10. Disunatkan membaca Al Quran dengan suara yang bagus lagi merdu,
sebab suara yang bagus dan merdu itu menambah keindahan islubnya Al
Quran. Rasulullah s.a.w. telah bersabda:
“Kamu hiasilah Al Quran itu dengan suaramu yang merdu”
Diriwayatkan, bahwa pada suatu malam Rasulullah s.a.w.
menunggu-nunggu istrinya, Sitti ‘Aisyah r.a. yang kebetulan agak
terlambat datangnya. Setelah ia datang, Rasulullah bertanya kepadanya:”
Bagaimanakah keadaanmu?” Aisyah menjawab :”Aku terlambat datang, karena
mendengarkan bacaan Al Quran seseorang yang sangat bagus lagi merdu
suaranya. Belum pernah akumendengarkan suara sebagus itu.”

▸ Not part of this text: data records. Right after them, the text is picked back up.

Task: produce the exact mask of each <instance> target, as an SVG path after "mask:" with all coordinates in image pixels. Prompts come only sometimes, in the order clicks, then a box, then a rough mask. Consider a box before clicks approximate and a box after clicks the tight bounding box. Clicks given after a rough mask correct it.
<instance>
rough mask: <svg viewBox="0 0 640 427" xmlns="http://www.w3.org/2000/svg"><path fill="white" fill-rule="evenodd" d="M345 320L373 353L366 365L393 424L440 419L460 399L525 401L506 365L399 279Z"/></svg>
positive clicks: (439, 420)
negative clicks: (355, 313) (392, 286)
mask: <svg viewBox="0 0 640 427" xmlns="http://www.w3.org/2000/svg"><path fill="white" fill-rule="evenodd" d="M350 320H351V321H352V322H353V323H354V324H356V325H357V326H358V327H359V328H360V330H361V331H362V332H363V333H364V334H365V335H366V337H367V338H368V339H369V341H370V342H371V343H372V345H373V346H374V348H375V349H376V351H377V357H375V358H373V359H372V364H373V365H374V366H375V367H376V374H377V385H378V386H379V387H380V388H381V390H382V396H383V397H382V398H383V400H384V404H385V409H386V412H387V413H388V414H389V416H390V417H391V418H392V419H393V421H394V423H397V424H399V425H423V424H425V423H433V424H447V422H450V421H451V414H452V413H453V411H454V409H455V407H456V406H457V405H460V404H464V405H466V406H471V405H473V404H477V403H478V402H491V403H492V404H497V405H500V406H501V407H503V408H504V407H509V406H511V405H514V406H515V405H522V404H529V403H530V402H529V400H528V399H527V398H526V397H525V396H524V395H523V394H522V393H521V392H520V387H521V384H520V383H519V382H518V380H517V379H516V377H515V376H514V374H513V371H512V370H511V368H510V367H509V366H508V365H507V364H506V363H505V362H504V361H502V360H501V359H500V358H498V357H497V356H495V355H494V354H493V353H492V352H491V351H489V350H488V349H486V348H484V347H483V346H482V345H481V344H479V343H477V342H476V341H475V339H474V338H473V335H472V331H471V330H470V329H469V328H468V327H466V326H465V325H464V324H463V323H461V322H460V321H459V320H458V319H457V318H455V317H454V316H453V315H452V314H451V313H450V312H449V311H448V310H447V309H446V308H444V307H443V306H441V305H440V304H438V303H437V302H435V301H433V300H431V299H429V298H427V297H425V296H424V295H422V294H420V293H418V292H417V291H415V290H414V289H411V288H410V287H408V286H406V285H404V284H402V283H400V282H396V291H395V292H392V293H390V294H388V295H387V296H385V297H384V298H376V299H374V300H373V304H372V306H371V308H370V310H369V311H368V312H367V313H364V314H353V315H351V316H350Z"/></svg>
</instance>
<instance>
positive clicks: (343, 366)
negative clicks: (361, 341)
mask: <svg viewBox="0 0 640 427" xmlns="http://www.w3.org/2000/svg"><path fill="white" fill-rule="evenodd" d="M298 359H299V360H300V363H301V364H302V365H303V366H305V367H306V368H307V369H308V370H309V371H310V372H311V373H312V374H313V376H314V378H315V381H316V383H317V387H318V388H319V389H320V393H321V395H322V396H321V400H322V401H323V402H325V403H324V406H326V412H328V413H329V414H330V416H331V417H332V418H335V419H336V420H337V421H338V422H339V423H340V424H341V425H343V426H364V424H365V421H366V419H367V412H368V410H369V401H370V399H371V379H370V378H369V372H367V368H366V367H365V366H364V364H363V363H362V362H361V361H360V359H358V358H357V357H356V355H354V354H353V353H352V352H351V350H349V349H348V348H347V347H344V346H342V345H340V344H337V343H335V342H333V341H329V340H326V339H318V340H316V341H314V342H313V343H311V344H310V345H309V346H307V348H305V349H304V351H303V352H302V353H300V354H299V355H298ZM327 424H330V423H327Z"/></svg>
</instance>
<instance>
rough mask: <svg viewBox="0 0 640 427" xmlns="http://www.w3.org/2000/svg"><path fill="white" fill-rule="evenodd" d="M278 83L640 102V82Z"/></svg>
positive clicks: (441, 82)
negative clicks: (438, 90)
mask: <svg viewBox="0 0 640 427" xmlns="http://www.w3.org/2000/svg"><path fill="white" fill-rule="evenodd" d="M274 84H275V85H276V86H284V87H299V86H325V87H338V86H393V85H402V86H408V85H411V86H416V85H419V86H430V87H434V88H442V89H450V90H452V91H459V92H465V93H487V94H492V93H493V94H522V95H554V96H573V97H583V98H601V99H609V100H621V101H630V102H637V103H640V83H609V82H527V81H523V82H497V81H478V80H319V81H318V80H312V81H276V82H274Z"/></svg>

Maka Rasulullah terus berdiri dan pergi mendengarkan bacaan Al Quran
yang dikatakan Aisyah itu. rasulullah kembali dan mengatakan kepada
Aisyah:” Orang itu adalah Salim, budak sahaya Abi Huzaifah. Puji- pujian
bagi Allah yang telah menjadikan orang yang suaranya merdu seperti
Salim itu sebagai ummatku.”
Oleh sebab itu, melagukan Al Quran dengan suara yang bagus, adalah
disunatkan, asalkan tidak melanggar ketentuan-ketentuan dan tata cara
membaca sebagaimana yang telah ditetapkan dalam ilmu qiraat dan tajwid,
seperti menjaga madnya, harakatnya (barisnya) idghamnya dan
lain-lainnya. Di dalam kitab zawaidur raudhah, diterangkan bahwa
melagukan Al Quran dengan cara bermain-main serta melanggar ketentuan-
ketentuan seperti tersebut di atas itu, haramlah hukumnya; orang yang
membacanya dianggap fasiq, juga orang yang mendengarkannya turut
berdosa.
11. Sedapat-dapatnya membaca Al Quran janganlah diputuskan hanya
karena hendak berbicara dengan orang lain. Hendaknya pembacaan
diteruskan sampai ke batas yang telah ditentukan, barulah disudahi. Juga
dilarang tertawa-tawa, bermain-main dan lain-lain yang semacam itu,
ketika sedang membaca Al Quran. Sebab pekerjaan yang seperti itu tidak
layak dilakukan sewaktu membaca Kitab Suci dan berarti tidak menghormati
kesuciannya.
Itulah diantara adab-adab yang terpenting yang harus dijaga dan
diperhatikan, sehingga dengan demikian kesucian Al Quran dapat
terpelihara menurut arti yang sebenarnya.